# Tax clock



## VinhoVerde (May 2, 2014)

Hi all, I'm planning to move to Pt next September from Canada, and need to apply for residency within 90 days of arrival, but don't know if that means that, for tax purposes, the 'tax' clock starts ticking from the date of arrival in Pt or from the date of application (which may be up to 90 days later). I'd like the 'tax' clock to start ticking on 1 January 2016. Any insights appreciated, thanks!


----------



## canoeman (Mar 3, 2011)

If your Canadian then *you need to apply* for Residency *before* leaving Canada and have it granted, if you are a EU citizen then it's 90 days but in that case it's *not* applying as it's a EU Citizen's right to live, work, study, retire in any EU country *but registering* your Residence.

Portugal Tax year is Jan to December you are considered a Tax Resident once you take up Residence, whether you have to file a return for Sept to Dec 2015 depends on a number of factors
Employed or self employed yes 
Living of savings no
Retired with a Pension possibly


----------



## VinhoVerde (May 2, 2014)

Appreciated, thank you, but when applying locally, the consulate gave me an information sheet saying that I should apply **in Portugal** within 4 months of arrival. It may well be that differences exist at local/national levels and differ also depending where you originate from outside Schengen. 

The question, more exactly, is when "taking up residence" starts: when entering Pt or when submitting an application for residency? I realize this question may be unanswerable given the uncertainty about how to apply, unless someone has experience of this exact situation.


----------



## canoeman (Mar 3, 2011)

Consulate has given you bum information, unless there has been a recent change in Law which I don't believe to be the case, plenty of recent posts on subject, a non EU Citizen must apply for a Residence Visa and have it granted *before* relocating to Portugal, it cannot be done in Portugal

This is Portugal's US Embassy site, and applies equally to Canadian Citizens and clearly states what you are reguired to do Residency Visa

*Take note of *
Types I & II 

Completed applications with all required documentation (see attached table) must be submitted to the nearest Portuguese Consulate for processing. The application is then forwarded to the “Serviço de Estrangeiros e Fronteiras” in Portugal for consideration. *Applicants may relocate to Portugal ONLY after they have secured the proper visa.*

Residency starts when you arrive with correct Visa and register with SEF


----------



## bom dia lisbon (Aug 8, 2013)

Best to consult an accountant regarding your particular issue, but I find that the following site consistently provides good information:

Income Tax in Portugal | Portugal

To clarify the residency visa/permit issue, you apply for a residency visa from your home country. It is simply a visa, a sticker that attaches to a page in your passport that allows you to enter Portugal for the purposes of applying for residency, and is valid for four months. 
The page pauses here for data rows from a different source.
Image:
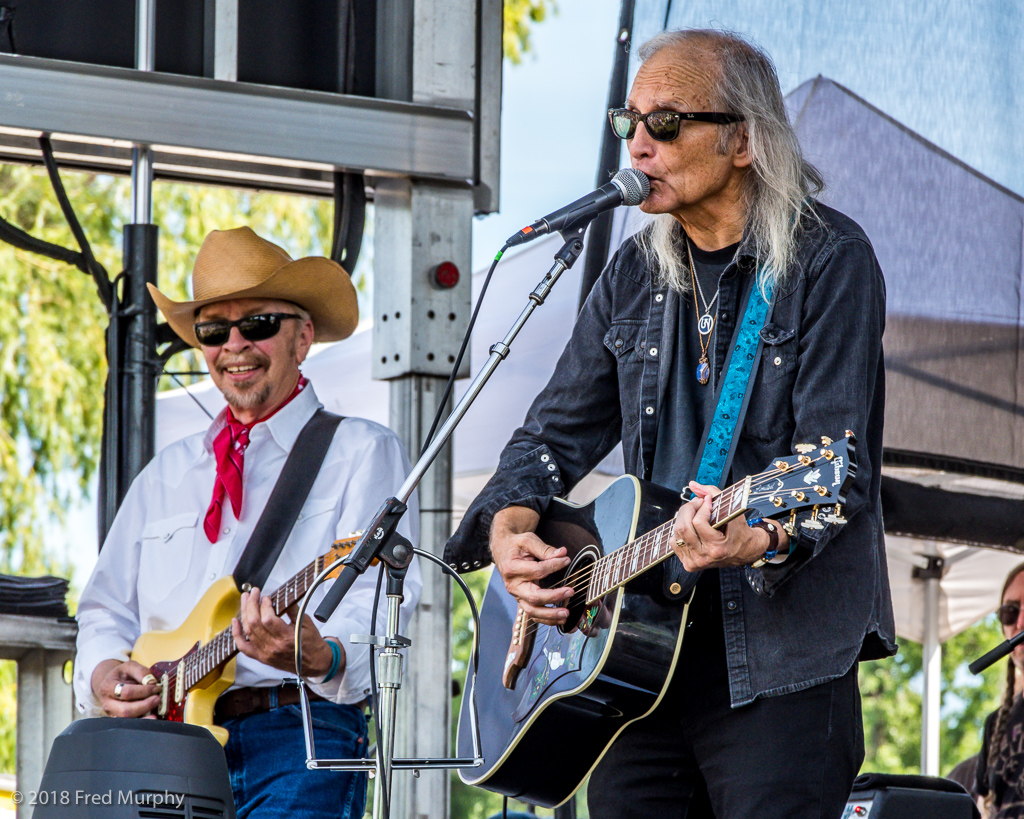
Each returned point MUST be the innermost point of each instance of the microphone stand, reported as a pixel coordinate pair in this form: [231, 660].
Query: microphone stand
[380, 541]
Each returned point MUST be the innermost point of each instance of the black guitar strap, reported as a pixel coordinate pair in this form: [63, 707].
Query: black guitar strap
[286, 501]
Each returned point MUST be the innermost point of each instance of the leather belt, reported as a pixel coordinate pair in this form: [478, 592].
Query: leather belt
[245, 701]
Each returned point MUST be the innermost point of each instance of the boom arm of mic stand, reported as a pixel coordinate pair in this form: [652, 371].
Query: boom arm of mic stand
[996, 653]
[377, 534]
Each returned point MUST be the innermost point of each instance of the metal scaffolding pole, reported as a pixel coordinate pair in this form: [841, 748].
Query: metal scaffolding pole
[418, 326]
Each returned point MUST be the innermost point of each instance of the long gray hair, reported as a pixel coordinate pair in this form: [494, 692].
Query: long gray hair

Once in Portugal, and during the period of visa validity, you must apply for a residency permit. It is a formal application process, differing from the registration process that EU citizens go through.

Good luck!


----------



## canoeman (Mar 3, 2011)

Yes a good site but although most of information accurate the percentages quoted aren't and haven't been updated for quite a while.

Can you confirm that the application for the Visa is as I've posted as your post sort of implies that it's far easier


----------



## bom dia lisbon (Aug 8, 2013)

Canoeman, your info is accurate  But just wanted to clarify that the Residency Visa, while an extremely extensive application process itself, is simply a "foot in the door" that allows you to apply for the actual Residency Permit in Portugal.


----------



## VinhoVerde (May 2, 2014)

Thanks to both for your help.


----------



## dstump (Apr 26, 2010)

Hi Vinhoverde, we will be moving to PT in May 2015 and have been discussing our tax situation with an accountant at PwC in Lisbon, here is an extract from his most recent mail to us, sent at the back end of November. It may well provide you with your answer.

_“In addition, under the Portuguese Personal Income tax reform, which should be in force in 2015, the split year approach will also be possible, as the criteria of Residency will change and establish that a person is deemed to be tax resident in Portugal since the first day of arrival to Portugal and onward, and not for the whole year. In this sense, under this new criterion that should be approved at the end of this year, you will qualify as Portuguese tax resident since the day you arrive.”_


----------



## VinhoVerde (May 2, 2014)

Thank you! The situation seems quite fluid in that PT law seems to change regularly! Will have to figure out my time of arrival carefully as I don't want to deal with a split year, if possible.


----------